I feel like I'm all alone in this world

I know exactly what you mean... Maybe in more ways than most people can imagine...
I too kind of suck at making friends I feel its because my ASD does at times show itself and people don't know what is wrong with me, nor do they know what to do with the questions it puts into their heads about me...

Once I started looking at it that way... I started understanding people better. I do "watch" my every move and word because I am very sane... and I know I do things that can make people have questions.

My hands if not kept in check can be a dead give away that I have some sort of an issue... I tap my centre 2 fingers against my palms, or bounce my legs really (short stroke but fast) when I sitting. So my "nervousness" is always out front and I think that alone makes other people nervous and cautious about me (us)....

However we are what we are. On this site I have learned so much about communicating that its not even categorizable.

I too want more real world friends, but I have people here who accept me and my weirdness because they understand it whereas people out in the real world don't.

In that blabber... I hope you can just jump in the mix here and fill some of those holes in your heart. Sure its not real world, but these people are very real. I am very real and I will always be glad to talk to you... That never means I have anything good to say, or anything knowledgeable, but sometimes just being there for someone else, can make LONELY go the hell away for a while... : )
 
And it's worse if you had friendships and relationships in the past. Because you know the feeling of being loved and accepted.and it's harder to know what you're missing.
This is exactly why I feel that totally alone in the world emotion now.
I've known a few people that I've loved very much and knew the feeling of being loved and accepted in return.
There is no one in my life that I can feel this way with currently.
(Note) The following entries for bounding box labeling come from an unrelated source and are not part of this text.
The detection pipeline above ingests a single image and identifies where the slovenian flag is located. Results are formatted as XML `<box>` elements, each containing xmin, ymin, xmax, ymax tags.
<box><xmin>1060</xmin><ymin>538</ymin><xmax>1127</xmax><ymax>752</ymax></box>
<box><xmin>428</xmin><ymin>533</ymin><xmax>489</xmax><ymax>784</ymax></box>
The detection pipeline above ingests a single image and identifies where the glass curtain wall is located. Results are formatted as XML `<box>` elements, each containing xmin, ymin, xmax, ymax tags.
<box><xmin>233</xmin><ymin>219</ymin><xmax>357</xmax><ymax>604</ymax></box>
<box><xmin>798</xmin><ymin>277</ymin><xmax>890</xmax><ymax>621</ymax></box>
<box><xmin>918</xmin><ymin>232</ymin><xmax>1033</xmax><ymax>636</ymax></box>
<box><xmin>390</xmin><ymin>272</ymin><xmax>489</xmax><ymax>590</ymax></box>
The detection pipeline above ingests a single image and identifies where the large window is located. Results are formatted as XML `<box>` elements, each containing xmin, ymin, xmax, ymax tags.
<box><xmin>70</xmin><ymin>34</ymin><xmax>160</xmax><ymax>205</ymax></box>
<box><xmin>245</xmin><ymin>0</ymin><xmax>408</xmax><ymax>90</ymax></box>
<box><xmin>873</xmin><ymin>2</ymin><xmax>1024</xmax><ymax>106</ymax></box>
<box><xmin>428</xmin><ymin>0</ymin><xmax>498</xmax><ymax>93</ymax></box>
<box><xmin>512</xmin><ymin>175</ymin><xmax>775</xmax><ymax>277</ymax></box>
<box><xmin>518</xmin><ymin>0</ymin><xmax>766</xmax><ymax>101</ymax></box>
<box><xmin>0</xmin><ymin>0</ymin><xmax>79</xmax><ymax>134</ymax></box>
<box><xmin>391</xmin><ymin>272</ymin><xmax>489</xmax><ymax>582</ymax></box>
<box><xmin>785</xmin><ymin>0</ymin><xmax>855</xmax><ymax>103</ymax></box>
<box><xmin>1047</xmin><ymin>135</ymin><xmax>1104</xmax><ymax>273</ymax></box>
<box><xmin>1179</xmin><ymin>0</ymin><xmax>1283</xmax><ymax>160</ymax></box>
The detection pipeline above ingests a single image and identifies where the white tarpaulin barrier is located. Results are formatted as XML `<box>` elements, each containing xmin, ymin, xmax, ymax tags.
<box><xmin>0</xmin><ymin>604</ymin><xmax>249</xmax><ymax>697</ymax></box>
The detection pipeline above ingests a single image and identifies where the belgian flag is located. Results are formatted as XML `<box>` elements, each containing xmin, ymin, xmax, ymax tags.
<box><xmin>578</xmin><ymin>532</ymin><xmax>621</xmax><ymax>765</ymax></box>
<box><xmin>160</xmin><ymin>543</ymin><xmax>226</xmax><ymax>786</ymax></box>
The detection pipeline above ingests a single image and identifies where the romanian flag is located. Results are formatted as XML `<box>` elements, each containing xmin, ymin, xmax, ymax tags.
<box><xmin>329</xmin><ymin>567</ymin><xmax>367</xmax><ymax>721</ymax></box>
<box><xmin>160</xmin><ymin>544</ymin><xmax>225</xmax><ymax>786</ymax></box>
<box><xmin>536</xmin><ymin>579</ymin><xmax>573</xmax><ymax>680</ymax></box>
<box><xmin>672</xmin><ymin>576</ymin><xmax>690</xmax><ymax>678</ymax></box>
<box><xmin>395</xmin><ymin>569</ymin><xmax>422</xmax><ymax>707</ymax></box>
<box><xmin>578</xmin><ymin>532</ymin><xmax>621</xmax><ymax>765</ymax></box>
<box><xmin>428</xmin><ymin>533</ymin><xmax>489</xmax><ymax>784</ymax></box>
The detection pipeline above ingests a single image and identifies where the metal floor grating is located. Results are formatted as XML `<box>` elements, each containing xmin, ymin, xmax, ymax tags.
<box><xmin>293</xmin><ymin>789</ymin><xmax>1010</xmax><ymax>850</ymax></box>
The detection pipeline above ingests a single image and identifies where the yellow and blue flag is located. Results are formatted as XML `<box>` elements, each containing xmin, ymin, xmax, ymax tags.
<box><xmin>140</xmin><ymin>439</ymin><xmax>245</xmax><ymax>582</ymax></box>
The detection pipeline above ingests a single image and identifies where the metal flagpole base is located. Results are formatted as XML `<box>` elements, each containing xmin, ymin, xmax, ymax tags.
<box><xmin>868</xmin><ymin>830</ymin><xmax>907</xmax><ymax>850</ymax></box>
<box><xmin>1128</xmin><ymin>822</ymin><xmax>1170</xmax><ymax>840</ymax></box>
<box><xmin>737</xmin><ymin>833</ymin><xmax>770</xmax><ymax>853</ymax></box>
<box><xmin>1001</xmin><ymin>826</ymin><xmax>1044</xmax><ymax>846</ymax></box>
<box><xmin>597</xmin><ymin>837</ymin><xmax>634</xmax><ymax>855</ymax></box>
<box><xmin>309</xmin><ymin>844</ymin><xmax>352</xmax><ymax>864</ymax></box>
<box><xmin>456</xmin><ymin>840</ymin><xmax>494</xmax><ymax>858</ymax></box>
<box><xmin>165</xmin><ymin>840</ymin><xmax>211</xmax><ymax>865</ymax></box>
Like Chance said, this is not real life, but, it does make a difference. Writing out our feelings, venting, participating in posting to each other is more like speaking with others than just journaling.
I do journal, but, usually for personal affirmations, sudden negative emotions or thoughts I want to be free of and just little quick notes for the day.

I know the feeling of lonely sometimes is overwhelming,
but, we help each other here however we are able.
 
Exercise can help, and just try communicating with people with mutual interests to yours and hanging with them. This can help a lot. Keep improving yourself, and if you're in the process of possibly getting someone, remember that it's all about confidence, leveling, and compromising. Be willing to put up with some things about that person, but that person needs to reciprocate enough too. Good luck.